Wednesday, 9 November 2016: 4:45 PM
Pavilion Ballroom East (Hilton Portland )
The structure and evolution of the tornado debris signature (TDS) as manifest by the co-polar cross-correlation coefficient (ρhv) are examined over a 30 minute period from 5 minutes prior to genesis, through the mature stage of a violent EF5 tornado that occurred in central Oklahoma on 24 May 2011. Results from three-dimensional analyses as well as two-dimensional raw data suggest that areas of low ρhv were present prior to tornadogenesis and were associated with debris from a previous tornado that was wrapping into the new, strengthening low-level mesocyclone. The appearance of low ρhv collocated with the nascent tornado occurred just prior to the development of a vertically-continuous tornado vortex signature, during a time when rotation was strengthening at the lowest elevation angle (~500 m ARL).

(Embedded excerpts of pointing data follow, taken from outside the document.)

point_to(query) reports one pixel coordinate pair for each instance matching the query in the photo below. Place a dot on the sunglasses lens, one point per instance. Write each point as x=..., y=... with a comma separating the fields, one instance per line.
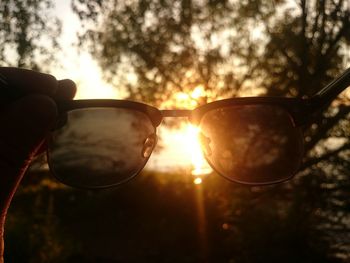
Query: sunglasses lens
x=100, y=147
x=252, y=144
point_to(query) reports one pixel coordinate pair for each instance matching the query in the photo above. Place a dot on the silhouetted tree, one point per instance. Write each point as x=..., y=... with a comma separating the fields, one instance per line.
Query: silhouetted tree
x=155, y=49
x=28, y=33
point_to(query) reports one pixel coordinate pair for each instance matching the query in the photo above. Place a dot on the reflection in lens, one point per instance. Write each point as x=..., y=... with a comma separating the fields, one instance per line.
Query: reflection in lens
x=254, y=144
x=100, y=147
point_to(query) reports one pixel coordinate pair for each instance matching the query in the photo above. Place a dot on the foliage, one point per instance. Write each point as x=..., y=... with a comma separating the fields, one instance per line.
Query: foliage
x=28, y=33
x=156, y=49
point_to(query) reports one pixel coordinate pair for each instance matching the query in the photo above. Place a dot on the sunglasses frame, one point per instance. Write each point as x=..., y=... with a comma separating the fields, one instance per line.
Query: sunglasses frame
x=302, y=111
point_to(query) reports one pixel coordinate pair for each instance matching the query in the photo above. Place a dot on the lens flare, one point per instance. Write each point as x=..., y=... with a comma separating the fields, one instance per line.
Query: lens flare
x=197, y=180
x=200, y=166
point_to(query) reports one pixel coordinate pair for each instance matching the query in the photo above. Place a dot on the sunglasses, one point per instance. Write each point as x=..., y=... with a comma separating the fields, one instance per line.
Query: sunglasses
x=253, y=140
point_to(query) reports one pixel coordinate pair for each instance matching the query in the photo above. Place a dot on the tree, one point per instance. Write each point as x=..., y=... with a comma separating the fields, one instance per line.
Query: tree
x=28, y=33
x=156, y=49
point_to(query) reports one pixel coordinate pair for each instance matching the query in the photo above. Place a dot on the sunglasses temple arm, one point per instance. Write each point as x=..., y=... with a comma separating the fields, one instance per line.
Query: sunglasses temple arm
x=332, y=90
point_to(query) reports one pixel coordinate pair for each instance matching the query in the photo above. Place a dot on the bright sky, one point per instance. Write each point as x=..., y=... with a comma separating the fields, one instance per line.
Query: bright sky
x=181, y=149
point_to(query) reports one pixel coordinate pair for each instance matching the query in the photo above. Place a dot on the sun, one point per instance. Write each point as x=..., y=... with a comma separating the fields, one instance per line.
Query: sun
x=194, y=149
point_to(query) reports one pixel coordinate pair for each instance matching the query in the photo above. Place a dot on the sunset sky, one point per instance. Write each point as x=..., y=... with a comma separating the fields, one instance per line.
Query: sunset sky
x=180, y=148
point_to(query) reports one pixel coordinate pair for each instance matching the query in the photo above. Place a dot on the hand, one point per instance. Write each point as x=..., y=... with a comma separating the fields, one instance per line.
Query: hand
x=25, y=123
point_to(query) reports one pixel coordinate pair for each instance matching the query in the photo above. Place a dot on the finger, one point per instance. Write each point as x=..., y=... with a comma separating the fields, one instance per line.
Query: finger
x=66, y=90
x=23, y=82
x=26, y=123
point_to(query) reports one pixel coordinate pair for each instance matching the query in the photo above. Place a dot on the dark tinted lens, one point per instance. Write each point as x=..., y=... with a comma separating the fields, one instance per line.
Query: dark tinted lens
x=253, y=144
x=100, y=147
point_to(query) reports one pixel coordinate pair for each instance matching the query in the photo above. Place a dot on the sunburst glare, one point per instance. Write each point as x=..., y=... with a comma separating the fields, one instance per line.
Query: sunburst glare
x=199, y=164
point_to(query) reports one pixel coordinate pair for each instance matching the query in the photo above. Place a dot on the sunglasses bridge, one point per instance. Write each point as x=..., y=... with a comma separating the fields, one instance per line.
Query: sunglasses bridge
x=176, y=113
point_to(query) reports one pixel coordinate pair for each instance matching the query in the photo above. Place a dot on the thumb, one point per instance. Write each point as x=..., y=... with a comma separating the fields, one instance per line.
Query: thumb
x=24, y=126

In multiple occurrences, the TDS became asymmetric, having at least two different types of spiral bands extending out radially from the primary region of reduced ρhv. It is hypothesized that these bands were associated with debris being ingested into the tornado from narrow channels of inflow in some cases, and debris shedding or accumulation of debris along a secondary rear-flank gust front on the south-side of the TDS in other cases. A well-defined period of debris fallout was also observed as the tornado underwent a weakening trend. The decrease in radial velocities preceded the debris fallout by several minutes.